As its co-founders depart, here’s what’s ahead for Evanston Community Fridges


Illustration by Ziye Wang

The Evanston Community Fridges team is looking to expand by setting up a fifth location, with organizers currently seeking an organization to host the potential new fridge.

Kimberly Espinosa, Reporter

Local organizers are continuing a collective effort to sustain a network of community fridges in Evanston after its co-founders transitioned out of their roles this past summer. 

Though both organizers are stepping back, they said they are hopeful the community fridges will continue to thrive and free-of-cost groceries will remain available as neighbors engage in the effort.

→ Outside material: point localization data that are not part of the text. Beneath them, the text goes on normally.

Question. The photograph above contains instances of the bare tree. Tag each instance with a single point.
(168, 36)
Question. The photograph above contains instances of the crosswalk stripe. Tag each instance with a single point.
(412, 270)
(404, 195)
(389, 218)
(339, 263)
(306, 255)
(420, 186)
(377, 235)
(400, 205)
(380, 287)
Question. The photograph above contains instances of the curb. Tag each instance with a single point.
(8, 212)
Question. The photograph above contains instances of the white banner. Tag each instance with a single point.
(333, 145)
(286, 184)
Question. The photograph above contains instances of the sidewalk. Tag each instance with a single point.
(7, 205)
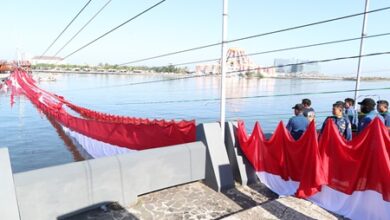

“There’s always people that are imagining what this could look like and being willing to give their love to make it happen,” co-founder and former Evanston resident Maggie Quinn said.

Quinn said she moved out of the Evanston area in June to live closer to her parents. Her co-founder, Evanston Township High School graduate Maia Robinson, said she plans to stay on the east coast after graduating from college in New York. 

Quinn and Robinson first connected online in 2020 through their mutual interest in community organizing. Robinson was an organizer for Evanston Fight for Black Lives when Quinn reached out to the organization’s Instagram account. 

Quinn learned about Robinson through her initial outreach to The Love Fridge, a Chicago-based mutual aid network that also served as a resource for the co-founders.

Shortly after, the organizers began coordinating the first Evanston community fridge, located outside the Childcare Network of Evanston. Anna Grant-Bolton, who was born and raised in Evanston, is the current outreach lead organizer for the fridges, alongside Noa Polish. Grant-Bolton said she worked alongside the co-founders to open the first community fridge. 

A current college student, Grant-Bolton has been working remotely to build ongoing outreach initiatives for the fridges. 

One of those initiatives is the grocery reimbursement program, which refunds community members for their contributions to the fridges. Grant-Bolton said there remains a clear need for the fridges in Evanston. 

“We almost never have food that goes into the fridge that goes to waste. We tend to have more demand than we have supply,” Grant-Bolton said.

Grant-Bolton said the fridges have provided not just food, but community as well. After the fridges launched, Evanston residents created the “Support of Community Fridges in Evanston, IL” Facebook group to help community members looking to donate to the fridges and update them on current donations. 

“If you look on the… Facebook group, you’ll see that sometimes people will post, ‘Hey, I’m feeling sick, would somebody be able to drop off food for me?’” Grant-Bolton said. “Trying to create these roads of connections and solidarity is a big hope going forward.”

As Quinn and Robinson have left Evanston, community organizers like Grant-Bolton are working to raise awareness about the need for the fridges’ resources.

Robinson said she is optimistic about the future of Evanston’s mutual aid organizations, including the community fridges. 

“More fridges will come,” Robinson said. “It will be more than okay. It will keep flourishing. That really gives me a lot of hope.”

In fact, the Evanston Community Fridges team is now looking to expand by opening a fifth site, with the group currently working to find an organization that will host the fridge.

While the process is still in its early stages, organizers are also mindful of the long-term goals for the fridges. 

“It’s just really exciting to see different community members take responsibility for caring for their neighbors. To me, that’s the long-term goal,” Grant-Bolton said.